Greg Koch is Wrong

Yesterday, Ezra posted the first part of an interview he did with Stone Brewing's Greg Koch--the irrepressible, irreverent face for the rock n roll side of craft brewing. Many people have voiced criticisms of Greg because of his tendency to voice thoughts as they appear in his brain without the slightest filter--very often impolitic thoughts. This is not one of those criticisms. Rather, I take issue with his history:
"Stone IPA, is the longest full-time production West Coast-style IPA on the planet. We first came out with it in 1997 and have been producing it ever since. I don't think there are any other West Coast style IPAs that have been in production full time longer. That I'm aware of, and I could be wrong."
This is just not right. There are enough caveats in this statement that it's hard to know what Greg's claiming here, but in the inventory of my own drafty memory I can pull one out--BridgePort IPA, introduced in 1996. Perhaps this doesn't meet the narrow definition Greg wants to claim, but if he's looking to place Stone in the place of ur-IPA and craft beer influencer, it's just not persuasive. He continues:
"Arrogant Bastard, considered to be the progenitor of the American strong ale category, Stone Ruination IPA, the very first full-time production double IPA on the planet. Stone Sublimely Self-Righteous Ale, one of the most popular black IPAs and a beer that is credited for helping to popularize the segment. We were not the first by any stretch--of course Greg Noonan in Vermont in the early 1990s was creating black IPA. But we have had the opportunity to do some things that stuck and became perhaps somewhat influential in the craft brewing industry."
Again, from the memory attic, I trundle out Alan Sprints and his work with strong beers in the years before Stone, including Fred. American barley wines had been been been around years and years. The concept of "double IPA" is an American invention and narrow enough perhaps to support the claim Greg makes--but strong hoppy beers have been around forever and certainly weren't invented by Americans. And I have no doubt that if we had something more reliable than my memory, we could probably find examples of American beers that were earlier than Stone--after all, I came up with examples off the top of my mind. To his credit, Greg cites the history of dark, hoppy English ales made over a hundred years ago as evidence that black IPAs are nothing new. Surely he recognizes that there's nothing really new under the sun, right?

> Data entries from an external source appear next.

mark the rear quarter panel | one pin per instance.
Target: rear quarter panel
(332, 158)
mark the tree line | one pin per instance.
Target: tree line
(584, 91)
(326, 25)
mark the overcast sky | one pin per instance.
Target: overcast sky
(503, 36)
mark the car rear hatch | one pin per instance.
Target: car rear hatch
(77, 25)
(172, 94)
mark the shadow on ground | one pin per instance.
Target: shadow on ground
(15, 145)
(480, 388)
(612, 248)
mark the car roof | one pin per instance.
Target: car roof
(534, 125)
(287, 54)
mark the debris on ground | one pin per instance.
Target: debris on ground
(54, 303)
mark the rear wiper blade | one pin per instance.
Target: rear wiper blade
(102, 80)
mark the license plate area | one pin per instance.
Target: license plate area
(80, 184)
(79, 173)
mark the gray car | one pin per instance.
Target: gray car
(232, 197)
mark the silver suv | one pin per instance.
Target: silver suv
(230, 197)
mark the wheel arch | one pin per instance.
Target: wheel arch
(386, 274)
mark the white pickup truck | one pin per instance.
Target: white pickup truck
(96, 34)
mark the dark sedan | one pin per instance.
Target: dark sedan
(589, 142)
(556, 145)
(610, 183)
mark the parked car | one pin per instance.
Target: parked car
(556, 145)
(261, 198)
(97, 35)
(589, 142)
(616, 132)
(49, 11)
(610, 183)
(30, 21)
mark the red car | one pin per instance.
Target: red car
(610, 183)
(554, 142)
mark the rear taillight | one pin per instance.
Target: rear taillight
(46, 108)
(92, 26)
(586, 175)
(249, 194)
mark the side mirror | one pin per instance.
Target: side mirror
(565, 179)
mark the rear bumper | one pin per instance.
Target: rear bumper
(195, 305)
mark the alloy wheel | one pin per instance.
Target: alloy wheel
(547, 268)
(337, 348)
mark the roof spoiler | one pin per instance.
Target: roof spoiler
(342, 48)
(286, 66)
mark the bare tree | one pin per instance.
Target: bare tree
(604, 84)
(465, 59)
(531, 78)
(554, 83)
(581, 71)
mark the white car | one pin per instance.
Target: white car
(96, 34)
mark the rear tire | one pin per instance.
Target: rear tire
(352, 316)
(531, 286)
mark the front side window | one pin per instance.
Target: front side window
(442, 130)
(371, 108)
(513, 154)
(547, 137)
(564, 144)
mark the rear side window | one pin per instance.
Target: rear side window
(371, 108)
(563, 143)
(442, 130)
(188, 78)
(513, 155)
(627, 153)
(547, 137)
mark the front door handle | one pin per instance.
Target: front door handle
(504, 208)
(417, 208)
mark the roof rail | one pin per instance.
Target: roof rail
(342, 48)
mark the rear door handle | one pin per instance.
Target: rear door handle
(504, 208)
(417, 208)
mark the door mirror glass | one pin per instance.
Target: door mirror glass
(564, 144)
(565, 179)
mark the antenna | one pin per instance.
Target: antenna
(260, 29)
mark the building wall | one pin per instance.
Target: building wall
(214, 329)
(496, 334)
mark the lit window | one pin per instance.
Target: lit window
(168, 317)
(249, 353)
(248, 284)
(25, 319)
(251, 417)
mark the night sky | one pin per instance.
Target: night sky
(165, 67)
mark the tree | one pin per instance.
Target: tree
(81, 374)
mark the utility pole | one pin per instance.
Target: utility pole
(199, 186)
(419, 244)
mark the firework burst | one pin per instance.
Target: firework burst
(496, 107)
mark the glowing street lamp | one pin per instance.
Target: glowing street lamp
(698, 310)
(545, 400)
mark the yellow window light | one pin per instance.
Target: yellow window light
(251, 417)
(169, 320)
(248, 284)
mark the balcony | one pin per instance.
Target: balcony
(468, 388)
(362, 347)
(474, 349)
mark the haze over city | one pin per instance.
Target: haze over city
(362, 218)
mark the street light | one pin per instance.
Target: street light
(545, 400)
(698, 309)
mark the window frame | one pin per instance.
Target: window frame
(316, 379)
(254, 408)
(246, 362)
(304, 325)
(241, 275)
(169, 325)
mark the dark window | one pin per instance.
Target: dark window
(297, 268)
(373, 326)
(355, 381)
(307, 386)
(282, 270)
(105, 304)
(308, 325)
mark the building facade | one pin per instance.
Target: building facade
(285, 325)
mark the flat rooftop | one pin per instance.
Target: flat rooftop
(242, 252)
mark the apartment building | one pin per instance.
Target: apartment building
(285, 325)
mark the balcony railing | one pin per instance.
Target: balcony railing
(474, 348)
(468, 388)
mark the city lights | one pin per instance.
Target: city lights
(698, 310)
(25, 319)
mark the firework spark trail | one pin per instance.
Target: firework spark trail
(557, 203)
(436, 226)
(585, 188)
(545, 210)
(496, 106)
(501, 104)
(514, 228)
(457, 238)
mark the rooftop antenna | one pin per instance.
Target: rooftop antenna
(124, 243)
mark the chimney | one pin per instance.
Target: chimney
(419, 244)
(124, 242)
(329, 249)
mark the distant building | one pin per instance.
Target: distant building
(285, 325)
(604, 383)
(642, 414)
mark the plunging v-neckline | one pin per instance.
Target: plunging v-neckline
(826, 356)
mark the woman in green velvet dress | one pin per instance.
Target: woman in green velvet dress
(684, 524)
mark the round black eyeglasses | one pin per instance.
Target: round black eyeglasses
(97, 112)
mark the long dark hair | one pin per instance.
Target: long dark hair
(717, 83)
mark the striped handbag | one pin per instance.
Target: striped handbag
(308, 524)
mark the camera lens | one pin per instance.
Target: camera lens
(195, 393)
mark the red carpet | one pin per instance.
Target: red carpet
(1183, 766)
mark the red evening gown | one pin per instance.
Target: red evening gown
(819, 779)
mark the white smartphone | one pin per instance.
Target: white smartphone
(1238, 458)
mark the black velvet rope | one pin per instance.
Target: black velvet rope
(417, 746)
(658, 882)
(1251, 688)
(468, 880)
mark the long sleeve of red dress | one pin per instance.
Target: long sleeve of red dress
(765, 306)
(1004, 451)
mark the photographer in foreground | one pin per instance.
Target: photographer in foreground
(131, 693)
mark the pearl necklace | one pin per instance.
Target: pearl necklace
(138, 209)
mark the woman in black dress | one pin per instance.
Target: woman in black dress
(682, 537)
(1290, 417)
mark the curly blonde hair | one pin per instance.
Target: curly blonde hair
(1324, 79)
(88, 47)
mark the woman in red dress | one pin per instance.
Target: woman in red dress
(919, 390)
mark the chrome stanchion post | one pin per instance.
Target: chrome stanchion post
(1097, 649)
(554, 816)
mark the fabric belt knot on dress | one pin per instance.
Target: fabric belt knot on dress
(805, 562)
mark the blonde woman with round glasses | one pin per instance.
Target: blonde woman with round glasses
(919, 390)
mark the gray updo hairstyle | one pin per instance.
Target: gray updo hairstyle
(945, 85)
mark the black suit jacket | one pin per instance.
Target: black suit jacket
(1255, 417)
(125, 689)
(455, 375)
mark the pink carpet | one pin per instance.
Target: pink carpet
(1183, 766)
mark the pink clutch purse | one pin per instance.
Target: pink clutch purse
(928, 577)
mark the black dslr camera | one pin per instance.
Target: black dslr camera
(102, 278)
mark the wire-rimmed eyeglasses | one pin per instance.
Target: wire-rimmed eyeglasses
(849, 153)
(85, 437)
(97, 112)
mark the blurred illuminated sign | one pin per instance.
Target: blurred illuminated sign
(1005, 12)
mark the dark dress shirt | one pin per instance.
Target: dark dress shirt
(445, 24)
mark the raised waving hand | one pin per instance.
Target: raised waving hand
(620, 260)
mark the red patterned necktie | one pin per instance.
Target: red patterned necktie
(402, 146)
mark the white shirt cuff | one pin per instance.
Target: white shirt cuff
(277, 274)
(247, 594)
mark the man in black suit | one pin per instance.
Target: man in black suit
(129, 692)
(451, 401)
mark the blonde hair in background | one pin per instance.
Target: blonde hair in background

It is a peculiarly American instinct to want to be the first at anything. There's something alluring about staking your place in the short history of American craft brewing, and no harm in that. But to substantiate these claims requires ignoring the centuries of brewing that happened before American craft beer came on the scene, and probably excluding early examples by some other brewery--now perhaps defunct and unable to defend itself--that fails to meet the narrow definitions of style or region. Greg Koch helms one of the most successful breweries in the world and one of the most admired. That's pretty good.